From: Public Affairs
April 20, 2009
Milton Bearden, one of the most senior officers in the Central Intelligence Agency's clandestine services who managed the covert assistance to the Afghan resistance during the Soviet occupation of Afghanistan, will speak at James Madison University as part of the Guardian Lecture Series. The free public lecture, "Afghanistan, An American 'Adventure,'" is sponsored by the Nelson Institute for International and Public Affairs.
DATE: Wednesday, April 22, 2009
TIME: 7 p.m.
LOCATION: Room 159, ISAT/CS Building
"At a time when the President has announced a new strategy for Afghanistan, we are very honored to have one of the select senior officials who has real experience working with insurgents in that country to analyze the implications of that policy," said Dr. J. Peter Pham, director of the Nelson Institute. Noting that Bearden has just published a widely discussed essay in the foreign policy journal The National Interest arguing that the United States needs a "radical rethinking" of its approach to Afghanistan in order to "reverse a failing enterprise" that threatens to "be Obama's War, as surely as Iraq was Bush's War and Vietnam was Johnson's War," he added that "even those who won't find themselves in agreement with Milt Bearden will want to hear the insights of an American whose service has literally shaped of the world in which we now live."
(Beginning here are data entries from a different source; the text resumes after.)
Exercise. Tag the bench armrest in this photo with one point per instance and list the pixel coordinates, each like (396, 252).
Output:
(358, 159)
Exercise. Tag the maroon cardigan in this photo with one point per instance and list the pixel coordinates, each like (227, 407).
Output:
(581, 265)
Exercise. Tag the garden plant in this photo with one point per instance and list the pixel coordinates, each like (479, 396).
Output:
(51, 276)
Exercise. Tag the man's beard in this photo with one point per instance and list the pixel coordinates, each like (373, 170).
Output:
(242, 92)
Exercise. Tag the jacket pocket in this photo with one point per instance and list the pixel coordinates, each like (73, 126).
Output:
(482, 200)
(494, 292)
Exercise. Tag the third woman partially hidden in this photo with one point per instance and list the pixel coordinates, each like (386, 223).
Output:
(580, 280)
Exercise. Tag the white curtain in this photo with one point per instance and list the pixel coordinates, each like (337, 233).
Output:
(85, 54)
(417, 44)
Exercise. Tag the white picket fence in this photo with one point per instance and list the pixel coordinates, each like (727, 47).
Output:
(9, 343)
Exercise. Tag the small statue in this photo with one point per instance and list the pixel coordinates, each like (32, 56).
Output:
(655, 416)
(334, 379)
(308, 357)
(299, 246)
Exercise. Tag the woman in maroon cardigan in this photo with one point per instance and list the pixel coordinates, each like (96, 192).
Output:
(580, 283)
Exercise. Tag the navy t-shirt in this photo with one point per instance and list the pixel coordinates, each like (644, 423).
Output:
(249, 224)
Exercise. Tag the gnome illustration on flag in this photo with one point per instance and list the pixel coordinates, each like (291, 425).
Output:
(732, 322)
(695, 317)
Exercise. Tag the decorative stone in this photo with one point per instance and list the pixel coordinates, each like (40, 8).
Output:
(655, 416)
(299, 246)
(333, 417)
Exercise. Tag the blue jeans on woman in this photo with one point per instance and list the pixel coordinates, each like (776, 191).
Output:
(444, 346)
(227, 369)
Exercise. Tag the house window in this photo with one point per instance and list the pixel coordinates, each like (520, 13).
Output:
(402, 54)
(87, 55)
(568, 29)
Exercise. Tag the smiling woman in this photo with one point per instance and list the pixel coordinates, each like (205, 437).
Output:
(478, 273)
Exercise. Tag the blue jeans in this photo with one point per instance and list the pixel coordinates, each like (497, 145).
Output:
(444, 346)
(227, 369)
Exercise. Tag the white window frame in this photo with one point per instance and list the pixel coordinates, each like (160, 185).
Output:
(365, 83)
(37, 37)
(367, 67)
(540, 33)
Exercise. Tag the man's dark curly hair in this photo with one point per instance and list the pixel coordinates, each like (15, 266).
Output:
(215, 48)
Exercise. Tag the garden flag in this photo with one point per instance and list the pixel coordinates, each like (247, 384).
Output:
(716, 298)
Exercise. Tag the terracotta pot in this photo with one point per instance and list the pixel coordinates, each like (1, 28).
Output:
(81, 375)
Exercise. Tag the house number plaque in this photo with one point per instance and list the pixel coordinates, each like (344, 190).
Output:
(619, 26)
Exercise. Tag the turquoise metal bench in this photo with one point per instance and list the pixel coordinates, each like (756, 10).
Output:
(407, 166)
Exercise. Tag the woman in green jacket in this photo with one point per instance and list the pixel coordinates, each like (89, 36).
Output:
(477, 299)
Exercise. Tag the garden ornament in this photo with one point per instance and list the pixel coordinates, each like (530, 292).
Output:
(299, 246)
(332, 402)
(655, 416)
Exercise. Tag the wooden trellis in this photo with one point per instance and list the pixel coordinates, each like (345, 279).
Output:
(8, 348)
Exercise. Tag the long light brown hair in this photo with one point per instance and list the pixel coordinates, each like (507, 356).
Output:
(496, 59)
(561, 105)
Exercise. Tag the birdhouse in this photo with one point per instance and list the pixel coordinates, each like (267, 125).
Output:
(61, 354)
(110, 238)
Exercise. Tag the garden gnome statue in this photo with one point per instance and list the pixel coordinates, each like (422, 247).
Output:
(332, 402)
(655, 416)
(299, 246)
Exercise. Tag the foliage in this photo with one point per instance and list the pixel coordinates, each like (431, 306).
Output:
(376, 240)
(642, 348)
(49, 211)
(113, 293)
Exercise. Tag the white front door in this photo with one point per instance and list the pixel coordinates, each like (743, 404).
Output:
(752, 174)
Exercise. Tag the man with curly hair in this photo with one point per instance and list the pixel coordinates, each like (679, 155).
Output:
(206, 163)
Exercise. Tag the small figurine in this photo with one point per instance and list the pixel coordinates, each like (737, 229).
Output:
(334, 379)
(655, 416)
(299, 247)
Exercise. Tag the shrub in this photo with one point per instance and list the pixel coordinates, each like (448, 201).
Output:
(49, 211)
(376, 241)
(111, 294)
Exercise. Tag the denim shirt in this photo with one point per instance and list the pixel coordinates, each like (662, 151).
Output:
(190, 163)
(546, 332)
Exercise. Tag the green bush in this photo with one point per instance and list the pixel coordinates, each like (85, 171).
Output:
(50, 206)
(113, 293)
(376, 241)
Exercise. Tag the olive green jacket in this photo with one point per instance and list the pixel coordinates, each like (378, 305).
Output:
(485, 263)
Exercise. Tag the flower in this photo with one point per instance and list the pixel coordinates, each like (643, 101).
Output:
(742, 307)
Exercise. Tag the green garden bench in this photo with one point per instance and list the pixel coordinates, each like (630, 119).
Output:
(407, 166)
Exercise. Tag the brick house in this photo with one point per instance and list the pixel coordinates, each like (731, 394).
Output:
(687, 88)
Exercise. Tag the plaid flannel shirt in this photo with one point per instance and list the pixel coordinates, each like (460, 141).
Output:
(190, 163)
In addition to the public presentation, Bearden will also lead a roundtable discussion for JMU faculty earlier in the day.
About Milton Bearden
Milton Bearden retired from the Central Intelligence Agency in 1994, after 30 years in the CIA's clandestine services. During a career that tracked the Cold War from the overthrow of Nikita Khrushchev and the detonation of the first Chinese atomic bomb in the mid-1960s, through the hauling down of the hammer and sickle over the Kremlin and the reunification of Germany in the 1990s, Bearden rose through the ranks to become one of CIA's most senior officers.
Bearden is the author of "The Black Tulip," a novel of war in Afghanistan (Random House 1998, 2002). He is a frequent contributor to the op-ed pages of the New York Times, the Los Angeles Times, The Wall Street Journal, and has contributed to Foreign Affairs and to the book on Sept. 11, 2001, "How Did This Happen?" published by Public Affairs. He is a consultant for CBS News, and is co-author, with James Risen, of the award-winning "The Main Enemy," a nonfiction account of the end of the Cold War published by Random House in May 2003.